Mais surtout c'est une histoire sans fin qui est distinguée par Calvin dans les tentatives papistes pour plaire par effet d'accumulation comptable à Dieu non pas véritablement par amour, mais par peur et par haine. Le papiste, écrira-t-il, écoute une messe, mais celle-ci ne suffit pas à son désir de se concilier Dieu, prima causa omnium, il doit assister à une autre, puis à une autre et ainsi de suite. Jamais une unique cérémonie ne lui suffit pour le rassurer sur sa capacité d'atteindre Dieu. La dévotion à un saint implique la dévotion à un autre saint, un pèlerinage en nécessite un autre, une offrande en exige une autre, et ainsi à l'infini. Se précise la mémoire d'une fuite en avant, d'une dérive qui place les papistes dans une situation de toujours réitérer leurs gestes rituels: "Brief, on n'y trouvera ne fin ne mesure, comme c'est un abysme […] Il est certain qu'ils entrent en un labyrinthe si confus, qu'il surmonte tous les abysmes du monde." Prières, confessions, aspersions, ambulations, "c'est tousjours à recommencer", sans fin. L'amour divin se révèle incernable et indiscernable, et, même si elle n'est pas totalement consciente, la crainte est là, immense, sans fin, elle fait dériver l'homme sans cesse, sans point fixe.


Surtout, l'image à laquelle Calvin recourt est significativement l'image d'un univers mouvant: "Il n'y a ne fond ne rive en tant de loix et statuts que le diable a là forgez." C'est à nouveau comme une transcription du drame que, sous l'effet de la mauvaise crainte, il dut peut-être vivre lui-même et qu'il voulut dénoncer à ses contemporains encore plongés dans les ténèbres de l'ignorance _ ne jamais parvenir à savoir si Dieu recevait avec plaisir ses œuvres, vivre dans la crainte de ce que les œuvres accomplies précisément par crainte de la justice de Dieu ne satisfassent pas Dieu; le drame d'un effritement de toute tentative pour faire à Dieu les preuves de sa fidélité, le drame de la mauvaise crainte, crainte égocentrique. Le drame d'un imaginaire flottant… D'où une image de Dieu que l'on peut deviner très incertainement miséricordieuse parce que portant le chrétien à aller toujours plus loin dans les œuvres, à rajouter œuvre à œuvre, sans fin. L'image d'un Dieu toujours en balancement, allant de la justice à la miséricorde, de la miséricorde à la justice, balançant diachroniquement entre amour et haine.
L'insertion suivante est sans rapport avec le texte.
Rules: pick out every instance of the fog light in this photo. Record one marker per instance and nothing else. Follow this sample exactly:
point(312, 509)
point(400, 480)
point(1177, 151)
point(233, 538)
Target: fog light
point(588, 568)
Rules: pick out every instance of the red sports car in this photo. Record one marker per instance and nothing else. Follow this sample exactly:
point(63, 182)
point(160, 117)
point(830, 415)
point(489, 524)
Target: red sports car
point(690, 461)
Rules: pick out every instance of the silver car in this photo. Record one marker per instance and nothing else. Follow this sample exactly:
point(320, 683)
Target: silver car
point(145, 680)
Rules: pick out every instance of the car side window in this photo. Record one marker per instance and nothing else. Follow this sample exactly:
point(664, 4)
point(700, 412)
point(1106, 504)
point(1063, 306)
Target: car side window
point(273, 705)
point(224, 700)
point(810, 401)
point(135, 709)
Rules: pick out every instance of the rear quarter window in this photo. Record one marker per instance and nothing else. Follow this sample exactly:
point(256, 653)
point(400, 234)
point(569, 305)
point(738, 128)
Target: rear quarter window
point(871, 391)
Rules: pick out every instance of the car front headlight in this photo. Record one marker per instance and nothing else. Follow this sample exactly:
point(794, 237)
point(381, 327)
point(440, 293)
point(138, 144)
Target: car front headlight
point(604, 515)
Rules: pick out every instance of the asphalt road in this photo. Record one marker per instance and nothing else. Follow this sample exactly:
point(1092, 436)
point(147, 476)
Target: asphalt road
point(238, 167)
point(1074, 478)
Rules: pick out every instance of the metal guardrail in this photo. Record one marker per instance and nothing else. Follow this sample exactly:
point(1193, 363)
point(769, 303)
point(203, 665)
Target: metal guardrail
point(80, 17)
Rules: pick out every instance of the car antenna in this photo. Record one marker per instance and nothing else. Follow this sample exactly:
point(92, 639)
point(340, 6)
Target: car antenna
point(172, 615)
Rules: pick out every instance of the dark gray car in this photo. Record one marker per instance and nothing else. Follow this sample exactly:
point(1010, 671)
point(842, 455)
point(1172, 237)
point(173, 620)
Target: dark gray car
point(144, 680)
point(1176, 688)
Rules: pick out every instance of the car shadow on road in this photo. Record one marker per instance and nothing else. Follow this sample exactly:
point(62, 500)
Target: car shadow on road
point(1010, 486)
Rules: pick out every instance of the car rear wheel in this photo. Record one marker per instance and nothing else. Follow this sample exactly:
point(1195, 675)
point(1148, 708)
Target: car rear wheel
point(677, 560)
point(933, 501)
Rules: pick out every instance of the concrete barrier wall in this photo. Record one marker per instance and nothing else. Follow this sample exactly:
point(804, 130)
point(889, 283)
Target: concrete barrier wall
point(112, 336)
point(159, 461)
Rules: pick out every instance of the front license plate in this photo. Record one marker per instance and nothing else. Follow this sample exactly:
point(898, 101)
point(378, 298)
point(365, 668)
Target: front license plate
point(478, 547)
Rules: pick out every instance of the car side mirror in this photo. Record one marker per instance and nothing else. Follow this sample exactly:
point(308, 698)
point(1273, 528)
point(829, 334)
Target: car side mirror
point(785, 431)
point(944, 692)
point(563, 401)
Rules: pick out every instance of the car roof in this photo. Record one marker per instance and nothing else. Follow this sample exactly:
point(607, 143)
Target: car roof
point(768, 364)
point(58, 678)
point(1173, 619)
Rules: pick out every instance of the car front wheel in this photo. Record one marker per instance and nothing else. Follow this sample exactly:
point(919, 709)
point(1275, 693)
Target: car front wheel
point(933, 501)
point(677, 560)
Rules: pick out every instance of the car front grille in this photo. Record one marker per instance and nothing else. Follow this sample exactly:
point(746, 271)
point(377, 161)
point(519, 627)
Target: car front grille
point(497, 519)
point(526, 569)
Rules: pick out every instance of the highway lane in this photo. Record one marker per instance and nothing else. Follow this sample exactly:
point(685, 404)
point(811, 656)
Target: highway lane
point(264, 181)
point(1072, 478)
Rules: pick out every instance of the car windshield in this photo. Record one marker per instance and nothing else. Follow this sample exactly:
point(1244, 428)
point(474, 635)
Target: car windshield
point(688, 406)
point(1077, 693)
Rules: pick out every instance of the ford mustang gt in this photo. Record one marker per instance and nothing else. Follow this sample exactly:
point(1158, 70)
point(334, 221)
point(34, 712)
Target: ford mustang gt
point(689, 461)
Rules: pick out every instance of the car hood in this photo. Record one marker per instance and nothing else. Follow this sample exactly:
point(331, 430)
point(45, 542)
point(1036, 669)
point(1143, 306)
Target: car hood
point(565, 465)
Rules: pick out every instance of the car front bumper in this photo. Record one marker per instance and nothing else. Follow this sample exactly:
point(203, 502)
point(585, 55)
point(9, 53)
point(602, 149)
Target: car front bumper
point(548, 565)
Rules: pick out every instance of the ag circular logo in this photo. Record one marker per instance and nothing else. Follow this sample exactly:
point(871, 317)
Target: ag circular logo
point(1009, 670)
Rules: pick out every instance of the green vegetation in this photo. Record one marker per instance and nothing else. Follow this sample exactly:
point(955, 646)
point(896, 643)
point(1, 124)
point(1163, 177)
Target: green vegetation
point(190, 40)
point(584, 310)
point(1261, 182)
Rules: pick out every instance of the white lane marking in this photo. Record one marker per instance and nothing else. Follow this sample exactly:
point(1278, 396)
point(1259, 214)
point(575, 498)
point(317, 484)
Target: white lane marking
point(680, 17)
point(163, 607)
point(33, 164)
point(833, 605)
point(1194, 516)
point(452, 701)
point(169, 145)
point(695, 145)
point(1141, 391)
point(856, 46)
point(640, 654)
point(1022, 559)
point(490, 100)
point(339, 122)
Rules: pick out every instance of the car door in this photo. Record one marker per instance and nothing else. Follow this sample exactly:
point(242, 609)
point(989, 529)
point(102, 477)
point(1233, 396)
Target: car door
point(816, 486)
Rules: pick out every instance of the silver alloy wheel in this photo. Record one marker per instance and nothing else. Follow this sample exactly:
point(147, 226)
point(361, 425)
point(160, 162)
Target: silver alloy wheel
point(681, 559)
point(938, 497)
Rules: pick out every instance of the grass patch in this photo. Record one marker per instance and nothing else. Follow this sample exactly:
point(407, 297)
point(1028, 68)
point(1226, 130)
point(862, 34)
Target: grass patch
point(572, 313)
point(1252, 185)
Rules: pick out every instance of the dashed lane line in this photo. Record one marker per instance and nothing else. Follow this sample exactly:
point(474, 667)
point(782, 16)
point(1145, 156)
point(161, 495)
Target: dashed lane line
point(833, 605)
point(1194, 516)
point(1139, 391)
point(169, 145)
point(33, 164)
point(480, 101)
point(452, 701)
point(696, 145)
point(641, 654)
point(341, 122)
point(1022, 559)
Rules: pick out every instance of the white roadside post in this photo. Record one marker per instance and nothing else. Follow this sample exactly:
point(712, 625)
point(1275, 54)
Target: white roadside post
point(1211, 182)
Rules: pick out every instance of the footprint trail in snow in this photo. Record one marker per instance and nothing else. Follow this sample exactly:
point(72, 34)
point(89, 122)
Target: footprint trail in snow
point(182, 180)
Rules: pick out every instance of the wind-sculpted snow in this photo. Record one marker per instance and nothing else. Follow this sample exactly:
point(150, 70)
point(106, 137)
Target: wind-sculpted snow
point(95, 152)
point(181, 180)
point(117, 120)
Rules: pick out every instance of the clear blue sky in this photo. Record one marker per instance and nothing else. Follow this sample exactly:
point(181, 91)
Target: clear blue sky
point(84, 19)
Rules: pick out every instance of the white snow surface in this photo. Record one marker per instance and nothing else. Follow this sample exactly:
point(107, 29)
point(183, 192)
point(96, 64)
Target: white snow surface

Il est possible de supposer que cette représentation se construisit dans le cadre d'une mémoire personnelle. La découverte de la mauvaise crainte fut d'abord une découverte individuelle, une invention prenant sens dans la conversion, avant d'être ce par quoi Calvin s'efforça de persuader ses contemporains que leur fidélité à Rome était une infidélité à Dieu, qu'elle les entraînait inconsciemment à haïr Dieu en ne lui témoignant pas la totale confiance qu'il exige. La parole calvinienne visa, dans cette articulation virtuelle de l'expérience passée du réformateur à sa parole de prophète de Dieu, à faire s'opérer une prise de conscience en révélant aux papistes ce qu'est leur foi. Le grand instrument dont usa Calvin pour stigmatiser la religion romaine comme une religion de la mauvaise crainte, fut peut-être sa propre expérience, la mémoire de ses doutes et de ses angoisses. Le calvinisme fut une biographie personnelle occultée par un discours instituant, enseignant la volonté de Dieu, mais une biographie ayant valeur universelle. Une des formes de diffusion de la réforme calvinienne, en conséquence, fut la vie cachée de Calvin, vie cachée dans des paroles et des écrits qui sont, même si cela n'apparaît pas, des fragments autobiographiques. Et, dans cette vie, il y a le souvenir d'une crainte face à l'errance constante de Dieu, insaisissable, qui fait que l'homme lui-même est dans l'errance. Et toujours, vient et revient le motif de la haine que le papiste porte sans le savoir à Dieu. Il y eut une crainte calvinienne avant le temps de la conversion et avant le temps des sermons genevois, une "mauvaise crainte" que Calvin n'eut ensuite de fin que de projeter dans la représentation des papistes qu'il donna dans ses écrits et dans ses sermons. Une crainte qui était toujours réminiscente en lui et dont il voulait faire prendre conscience à ses contemporains pour les révéler à eux-mêmes et les faire parvenir à la Vérité.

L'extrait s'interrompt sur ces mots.